I still remember pushing a new drug called cis-platinum into the veins of a
young man with testicular cancer at the Durham VA as he wretched his guts out
and his kidneys were damaged. But we learned how to give it safely and Lance
Armstrong and many others were cured.

         I believe that I am the luckiest
observer in the history of biomedical science. I was blessed with the wisdom of
Freireich. I was doubly blessed with the perseverance and clinical brilliance
of DeVita and then triply blessed to be married to a woman who has also cured
quite a few young cancer victims who had been given up for dead. I have
witnessed three generations of pioneers in the treatment of human cancer. If
you can’t do it yourself, at least be there at the moment when history is being
made.

         I was. I am. If you want to get a
really good view of where we have been, where we are and where we are going,
read this book!

         I, like Dr. DeVita, get regular calls
from all over the country for help from patients with cancer. I use all the
connections in my power to get that patient to the right doctor, just as Dr.
DeVita does and did, when he himself was the cancer patient. Despite all the
progress we have made, it is still too hard for most people with cancer to get
the best care that modern medicine has to offer for a host of reasons that Dr.
DeVita describes well. Yes, it is critical that we make inroads in our scientific
understanding of cancer, but it is equally important that we get the regulatory
bureaucracy and moneymakers out of the way of the patients so they may have
access to physicians who actually know what they are doing because they do it
every day in cancer centers. Both the molecular and the bureaucratic are
jungles requiring continuing work—preferably with machetes.

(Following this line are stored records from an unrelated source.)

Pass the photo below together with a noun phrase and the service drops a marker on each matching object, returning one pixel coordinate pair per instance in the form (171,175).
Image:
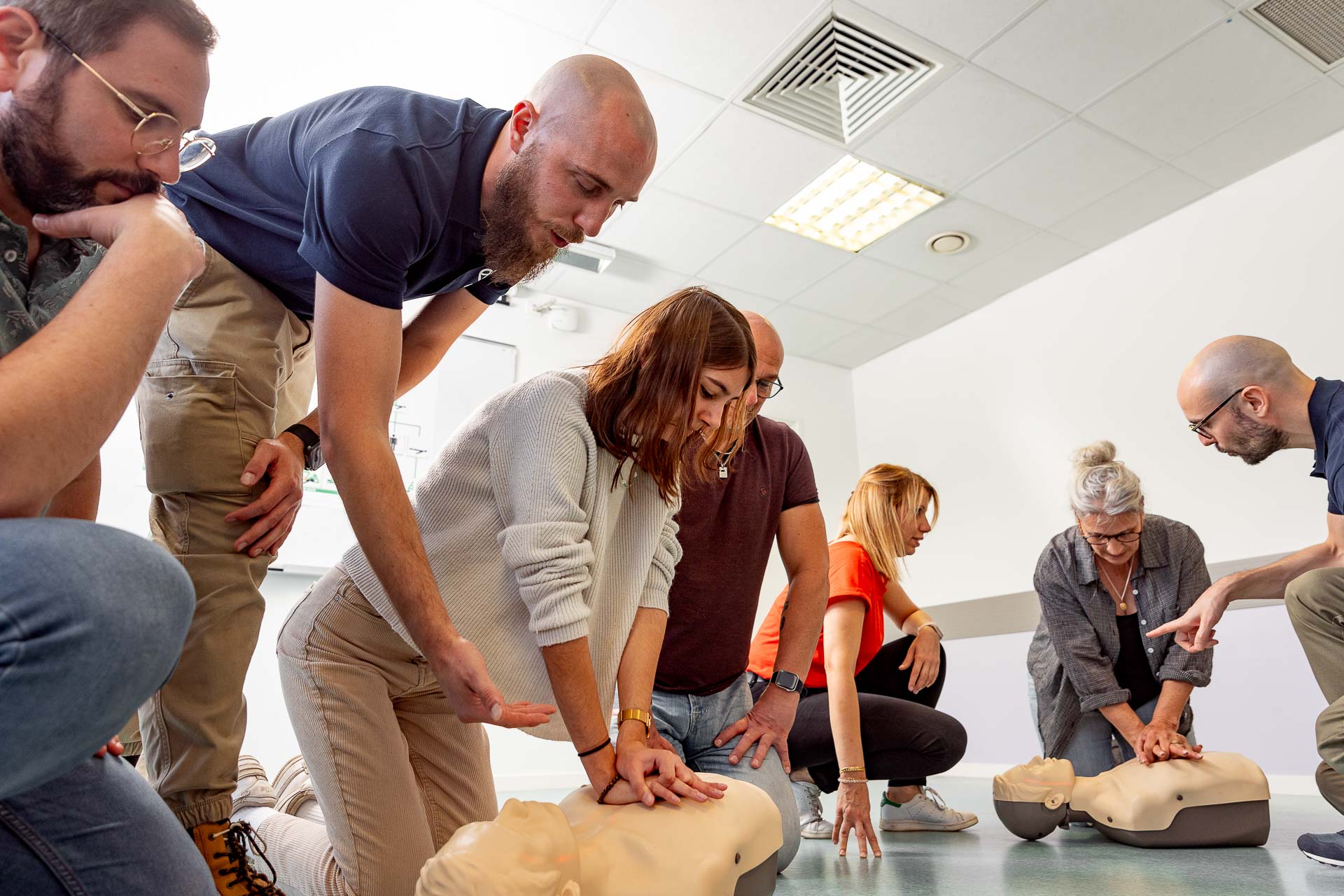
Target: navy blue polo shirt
(378,190)
(1326,410)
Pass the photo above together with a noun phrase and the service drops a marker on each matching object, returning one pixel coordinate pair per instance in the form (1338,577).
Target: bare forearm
(1171,701)
(844,719)
(800,621)
(80,498)
(66,387)
(374,495)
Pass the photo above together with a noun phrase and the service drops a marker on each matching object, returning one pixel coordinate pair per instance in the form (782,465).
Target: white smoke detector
(949,242)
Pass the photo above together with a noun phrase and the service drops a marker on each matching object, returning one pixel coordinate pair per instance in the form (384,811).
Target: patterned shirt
(1074,652)
(29,300)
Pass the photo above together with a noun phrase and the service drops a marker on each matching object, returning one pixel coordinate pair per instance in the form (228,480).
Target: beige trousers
(233,367)
(394,770)
(1316,606)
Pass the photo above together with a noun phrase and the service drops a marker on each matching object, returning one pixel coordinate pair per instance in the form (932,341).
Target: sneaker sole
(1332,862)
(895,827)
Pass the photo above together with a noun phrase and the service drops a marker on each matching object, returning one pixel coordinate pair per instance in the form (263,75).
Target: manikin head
(1243,396)
(578,148)
(65,134)
(1108,503)
(1032,799)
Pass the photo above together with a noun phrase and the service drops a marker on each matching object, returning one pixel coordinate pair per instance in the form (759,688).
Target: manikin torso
(721,848)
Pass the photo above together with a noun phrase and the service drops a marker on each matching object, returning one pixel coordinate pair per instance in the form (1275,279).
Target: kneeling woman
(549,523)
(869,707)
(1105,582)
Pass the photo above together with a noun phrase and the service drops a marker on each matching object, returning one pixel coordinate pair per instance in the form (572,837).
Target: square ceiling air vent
(839,81)
(1315,29)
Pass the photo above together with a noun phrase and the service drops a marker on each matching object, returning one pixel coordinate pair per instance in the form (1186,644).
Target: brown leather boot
(225,846)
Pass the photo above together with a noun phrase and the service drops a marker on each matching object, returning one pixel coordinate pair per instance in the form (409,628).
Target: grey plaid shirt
(29,300)
(1074,652)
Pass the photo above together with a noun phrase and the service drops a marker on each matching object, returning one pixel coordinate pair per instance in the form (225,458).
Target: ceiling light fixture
(854,204)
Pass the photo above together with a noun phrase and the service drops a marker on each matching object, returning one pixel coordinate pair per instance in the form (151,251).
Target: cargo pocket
(188,428)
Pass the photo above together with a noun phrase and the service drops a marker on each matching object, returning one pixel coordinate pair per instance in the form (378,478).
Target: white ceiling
(1054,127)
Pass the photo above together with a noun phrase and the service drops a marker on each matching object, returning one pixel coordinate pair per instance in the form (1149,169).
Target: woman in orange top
(860,691)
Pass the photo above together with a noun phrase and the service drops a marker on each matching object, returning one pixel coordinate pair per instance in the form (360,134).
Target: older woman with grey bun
(1104,582)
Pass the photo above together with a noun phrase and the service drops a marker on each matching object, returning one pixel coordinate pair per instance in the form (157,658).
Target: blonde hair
(1102,484)
(886,498)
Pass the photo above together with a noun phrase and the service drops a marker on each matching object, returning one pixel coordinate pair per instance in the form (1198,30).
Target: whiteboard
(473,371)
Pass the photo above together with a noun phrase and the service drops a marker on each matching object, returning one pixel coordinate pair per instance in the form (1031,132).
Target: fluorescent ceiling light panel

         Cancer is not nice and those of us who
fight it shouldn’t be either. However, Dr. DeVita’s call for a Cancer Czar
makes me a bit queasy. After living under two of them at MD Anderson (‘Raising
the Bar’ and ‘Moon Shots For All’), I find a more democratic approach might be
more compatible with progress.

         I might acquiesce to a Cancer Czar if
one of the three people I mention above, Freireich, DeVita or Kleinerman got
the job. Otherwise, I am a bit put off by the concept of a Czar. The last few
haven’t performed all that well, in the US or Russia.